On appréciera évidemment comme un fait significatif que le colonel Wilkerson, avec l’importance qu’on doit reconnaître à son statut en raison des fonctions qu’il a occupées, choisisse un réseau russe pour livrer un récit circonstancié des grandes décisions “stratégiques” prises dans les suites de 9/11 et faire une description de “l’Empire” qui conduise à observer que cette puissance “impériale” est bien ce Système hors du contrôle de l’autorité civile. On observera qu’à la lumière de cette activité qui peut désormais être qualifiée d’activisme pur et simple et de dissidence caractérisée, – d’ailleurs à l’image d’autres personnalités ayant exercé de hautes fonctions comme le général Flynn, – le silence de celui qui fut son supérieur direct et dont il fut le confident, l’ancien secrétaire d’État Colin Powell, constitue également un fait remarquable qui permet nombre de spéculations. (Avec cette question évidente lorsqu’on connaît Powell qui ne se signala jamais par un courage politique particulièrement marquant : Wilkerson dit-il tout haut ce que Powell remâche tout bas depuis des années ?)

 Il est également remarquable que Wilkerson ne soit jamais directement mis en cause, tout comme Flynn et d’autres d’ailleurs, par une autorité quelconque à Washington, justement toujours selon l’argument que de telles confidences pourraient, sinon devraient être considérées comme des attitudes à la limite de la violation du devoir de réserve.
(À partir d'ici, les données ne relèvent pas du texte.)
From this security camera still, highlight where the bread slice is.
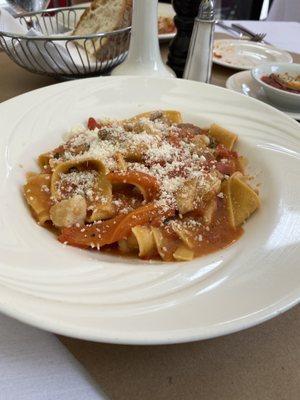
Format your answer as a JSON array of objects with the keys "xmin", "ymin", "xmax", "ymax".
[{"xmin": 73, "ymin": 0, "xmax": 132, "ymax": 59}]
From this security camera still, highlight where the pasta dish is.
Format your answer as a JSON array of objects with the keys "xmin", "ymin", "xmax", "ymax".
[{"xmin": 24, "ymin": 111, "xmax": 259, "ymax": 261}]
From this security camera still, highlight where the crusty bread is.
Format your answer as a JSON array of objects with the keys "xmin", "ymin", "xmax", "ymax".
[{"xmin": 73, "ymin": 0, "xmax": 132, "ymax": 57}]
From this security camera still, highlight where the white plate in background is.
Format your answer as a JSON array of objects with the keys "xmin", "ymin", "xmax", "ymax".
[
  {"xmin": 0, "ymin": 76, "xmax": 300, "ymax": 344},
  {"xmin": 226, "ymin": 71, "xmax": 300, "ymax": 120},
  {"xmin": 213, "ymin": 39, "xmax": 293, "ymax": 70}
]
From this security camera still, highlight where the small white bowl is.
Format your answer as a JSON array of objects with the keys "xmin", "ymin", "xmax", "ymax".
[{"xmin": 251, "ymin": 64, "xmax": 300, "ymax": 111}]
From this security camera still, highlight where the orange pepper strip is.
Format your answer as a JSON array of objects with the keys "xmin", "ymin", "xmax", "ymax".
[
  {"xmin": 58, "ymin": 203, "xmax": 175, "ymax": 248},
  {"xmin": 107, "ymin": 171, "xmax": 160, "ymax": 201}
]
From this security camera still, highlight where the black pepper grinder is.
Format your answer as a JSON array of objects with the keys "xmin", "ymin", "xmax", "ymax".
[{"xmin": 167, "ymin": 0, "xmax": 201, "ymax": 78}]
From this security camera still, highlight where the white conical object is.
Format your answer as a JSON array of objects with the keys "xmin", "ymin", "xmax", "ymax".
[{"xmin": 111, "ymin": 0, "xmax": 175, "ymax": 78}]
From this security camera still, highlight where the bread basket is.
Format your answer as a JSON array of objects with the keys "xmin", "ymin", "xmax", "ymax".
[{"xmin": 0, "ymin": 6, "xmax": 131, "ymax": 79}]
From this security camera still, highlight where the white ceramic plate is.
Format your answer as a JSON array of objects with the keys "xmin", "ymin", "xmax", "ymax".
[
  {"xmin": 226, "ymin": 71, "xmax": 300, "ymax": 120},
  {"xmin": 213, "ymin": 39, "xmax": 293, "ymax": 70},
  {"xmin": 63, "ymin": 3, "xmax": 176, "ymax": 42},
  {"xmin": 0, "ymin": 76, "xmax": 300, "ymax": 344}
]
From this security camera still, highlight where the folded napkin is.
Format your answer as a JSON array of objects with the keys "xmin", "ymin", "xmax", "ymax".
[
  {"xmin": 0, "ymin": 314, "xmax": 107, "ymax": 400},
  {"xmin": 216, "ymin": 20, "xmax": 300, "ymax": 53},
  {"xmin": 0, "ymin": 9, "xmax": 100, "ymax": 75}
]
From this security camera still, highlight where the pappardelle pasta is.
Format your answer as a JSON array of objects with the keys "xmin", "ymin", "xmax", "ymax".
[{"xmin": 24, "ymin": 111, "xmax": 260, "ymax": 261}]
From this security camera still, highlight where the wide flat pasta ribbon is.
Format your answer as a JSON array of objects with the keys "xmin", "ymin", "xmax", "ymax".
[
  {"xmin": 58, "ymin": 203, "xmax": 174, "ymax": 248},
  {"xmin": 106, "ymin": 171, "xmax": 160, "ymax": 201}
]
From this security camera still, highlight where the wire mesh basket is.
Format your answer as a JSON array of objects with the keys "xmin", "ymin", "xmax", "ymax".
[{"xmin": 0, "ymin": 7, "xmax": 131, "ymax": 79}]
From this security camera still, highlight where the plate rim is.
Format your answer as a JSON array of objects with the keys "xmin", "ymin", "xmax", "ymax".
[
  {"xmin": 0, "ymin": 76, "xmax": 300, "ymax": 345},
  {"xmin": 225, "ymin": 70, "xmax": 300, "ymax": 120}
]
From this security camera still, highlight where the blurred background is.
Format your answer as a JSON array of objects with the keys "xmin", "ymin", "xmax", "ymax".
[{"xmin": 69, "ymin": 0, "xmax": 274, "ymax": 20}]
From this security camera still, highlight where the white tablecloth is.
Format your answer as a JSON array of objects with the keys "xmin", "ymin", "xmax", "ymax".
[
  {"xmin": 216, "ymin": 20, "xmax": 300, "ymax": 53},
  {"xmin": 0, "ymin": 314, "xmax": 106, "ymax": 400}
]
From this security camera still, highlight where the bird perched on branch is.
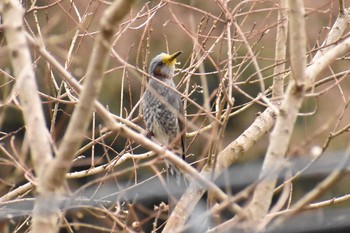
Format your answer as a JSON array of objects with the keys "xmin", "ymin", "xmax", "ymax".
[{"xmin": 142, "ymin": 51, "xmax": 185, "ymax": 184}]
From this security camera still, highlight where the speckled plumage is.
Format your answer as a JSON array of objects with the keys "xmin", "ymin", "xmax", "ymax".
[{"xmin": 142, "ymin": 53, "xmax": 185, "ymax": 183}]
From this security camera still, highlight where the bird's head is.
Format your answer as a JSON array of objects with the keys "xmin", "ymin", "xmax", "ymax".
[{"xmin": 149, "ymin": 51, "xmax": 182, "ymax": 79}]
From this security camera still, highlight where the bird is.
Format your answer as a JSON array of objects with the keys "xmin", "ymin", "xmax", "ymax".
[{"xmin": 141, "ymin": 51, "xmax": 185, "ymax": 185}]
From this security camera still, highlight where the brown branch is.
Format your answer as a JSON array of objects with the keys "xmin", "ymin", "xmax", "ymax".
[{"xmin": 29, "ymin": 0, "xmax": 133, "ymax": 232}]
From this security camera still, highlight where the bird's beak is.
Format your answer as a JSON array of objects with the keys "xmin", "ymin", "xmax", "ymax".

Mais nous sommes là sur le même terrain que celui que nous avons exploré à l’occasion des révélations de Seymour Hersh sur l’attitude du général Dempsey, notamment avec l’absence de réactions de Dempsey qui pourrait être comparée au silence de Powell vis-à-vis de Wilkerson. Il apparaît de plus en plus comme allant-de-soi de considérer l’hypothèse que nous évoquons souvent, selon laquelle le personnel de direction de la sécurité nationale à Washington est à la fois serviteur et prisonnier du Système, qu’il laisse dire et laisse faire cette sorte de révélations pour que la vérité-de-situation du Système soit tout de même exprimée par les plus audacieux et les plus courageux, aux moindres risques pour les autres. Au reste, l’absence de réactions sérieuses, le silence qui entoure ces révélations dans la presse-Système relèvent autant de l’autocensure que du désarroi où se trouve plongé aujourd’hui le personnel du Système devant la politique erratique qui est suivie, et devant l’incontrôlabilité dudit Système. Cette situation de la direction-Système washingtonienne est désormais un “classique” du genre qu’il faut s’habituer à considérer comme une des caractéristiques les plus notables de la situation générale.